Mark thought for a moment. “Why do some have it and others not?”
“For the same reason that some people can hear lower notes than others. And for the same reason that bats can hear notes totally outside the range of human hearing. The sensory organ involved is tuned a bit sharper. It’s the same with this hypnosis business. Erlayok was born with thought apparatus of slightly wider range in one direction. Use and practice have made it powerful.
“You, yourself, have the same property. But the fact that you don’t know how to use it has caused it to remain undeveloped. The same goes for telekinesis. If you kne
w how, you could develop the power of your brain to equal mine.
“You could create matter from energy! You could move mountains! But you don’t know how to use consciously any but a small band of the thought range you possess. You can use only the third and fourth waves in the series. The motor and sensory waves which all animals use, and the reasoning band common to humans. You have good control of the latter, because of constant practice during the nights when other humans have to sleep.”

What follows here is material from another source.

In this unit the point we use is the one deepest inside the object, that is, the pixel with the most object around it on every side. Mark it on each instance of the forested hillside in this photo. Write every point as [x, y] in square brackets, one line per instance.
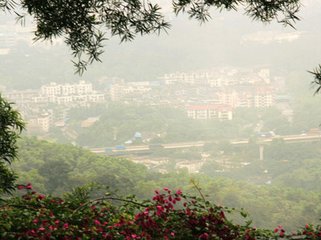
[54, 168]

MARK nodded gravely. “You mean that these mental powers are there to the same extent that the unused muscles of my feet are present. I’ve never learned to pick up objects with my toes, but the muscles and nerves are there just the same. Some people know how to use them, but most don’t.”
“Correct,” Omega agreed. “Some people can wiggle their ears independently. Others can make ridges in their scalps. These muscles are present in all humans, but very few know how to control them. As far as that goes, only a few people ever make any great use of the third division of thought waves. As you are well aware, most people don’t know how to think. Any effort along those lines gives them a headache. Maybe it’s just as well, though. There’d be an awful high suicide rate if humans once began to realize what futile sort of beings they are.”
“Phooey!” said Mark. “But you’ve told me what I want to know. There is a way to make this rebellion result in sufficient good to warrant the bloodshed.”
“Getting back to that idea, eh?”
“You know, we humans are not quite the primitive savages you would imply. We construct mechanical aids for our limited senses. We make instruments which can detect ultra-violet and infra-red. And other machines which manufacture them. The same goes for the sounds which our ears can’t detect.”
“That was thousands of years ago,” Omega reminded. “Humanity has fallen back a long way since then. Man has his hands full feeding himself, now.”